Mini Review

Friday Night Lights (2004)

Last Watch Date - September 8, 2022
Total Times Watched - Once

Comments

Let's go back to high school like Matthew McConaughey with some Friday Night Lights action. Oddly, I had never seen this movie before. I think it fell in a weird time for me when I was finishing up college and wasn't really watching many movies about sports. Probably because I wasn't really playing sports at that time.. Doesn't matter, I watched it tonight!

This movie has a lot of praise and I'm not sure it's totally worthy. It is a story you've DEFINITELY heard before if you are into sports. Not specifically this team, but this same general story of a team seeking a state championship. Scrappy little underdogs in this case, an undersized team was trying to take down the big baddies of Texas football. This is based on a real story, though takes significant liberties in a bunch of places. I'm not really sure it needed to do that - the real story is interesting as it is. Whatever.

You get the "I'm going no where without the game" type, the "my dad used to play and wants to relive his glory through me" type, the "quiet but dangerous" type, and even "the single parent, shitty home life" kid. None of these stories are particularly interesting because, well, you've seen them all before done much better. There's an odd scene where the one drunkard dad (TIM MCGRAW) rains shit on his son and chucks his state championship ring out onto the side of the road. His kid panics and tries to go find it (spoiler: he finds it), but while he looks for it, he's distraught like someone threw his puppy out the window. What is the attachment this kid would have with his dad's ring? It makes no sense, especially if your dad is an abusive drunk dickhole.

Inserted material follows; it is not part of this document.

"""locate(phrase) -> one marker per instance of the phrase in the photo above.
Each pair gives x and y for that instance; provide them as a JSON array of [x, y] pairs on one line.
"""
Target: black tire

Let's go on to the football itself though. You'd like to see a "based on real events" sports movie handle the actual sports scenes seriously, but they made them so over-the-top that it was laughable. Guys getting helicoptered, flipped, slammed, clotheslined, etc. I should've known something was up when I saw it was directed by Randy "The Macho Man" Savage. They really try to play up the drama but it falls flat for the most part. Billy Bob doesn't really inspire me as a coach. I don't need fire and brimstone, but I don't buy Billy Bob as a head coach. I also think they failed to capture the extreme talent disparity across high school teams, both between squads and within the same squad.

The acting is played up by everyone except Billy Bob, who seems to underplay the role. Connie Britton is in this (and the subsequent TV series which I have also not seen), but you only see her on screen for a couple minutes. She is the coach's wife who theoretically exists. The players are young but not actually high school aged, so I expected more from them. It's a weird juxtaposition to see the quiet guy get fired up one game and immediately have Billy Bob talk to the team as if they're in a library right after. What were they trying to do here?

The biggest crime this movie commits, though, is the post-final game future summaries for a few key players and coaches. This movie was made in 2004 but has a lot of 1980s sensibilities in the worst way. It's like because it was set in the 80s they had to make the movie feel like an 80s movie in structure and execution. It doesn't work for me.

Recommended?

This movie takes itself VERY seriously but doesn't feel serious at the same time. For that reason, I'm a NO.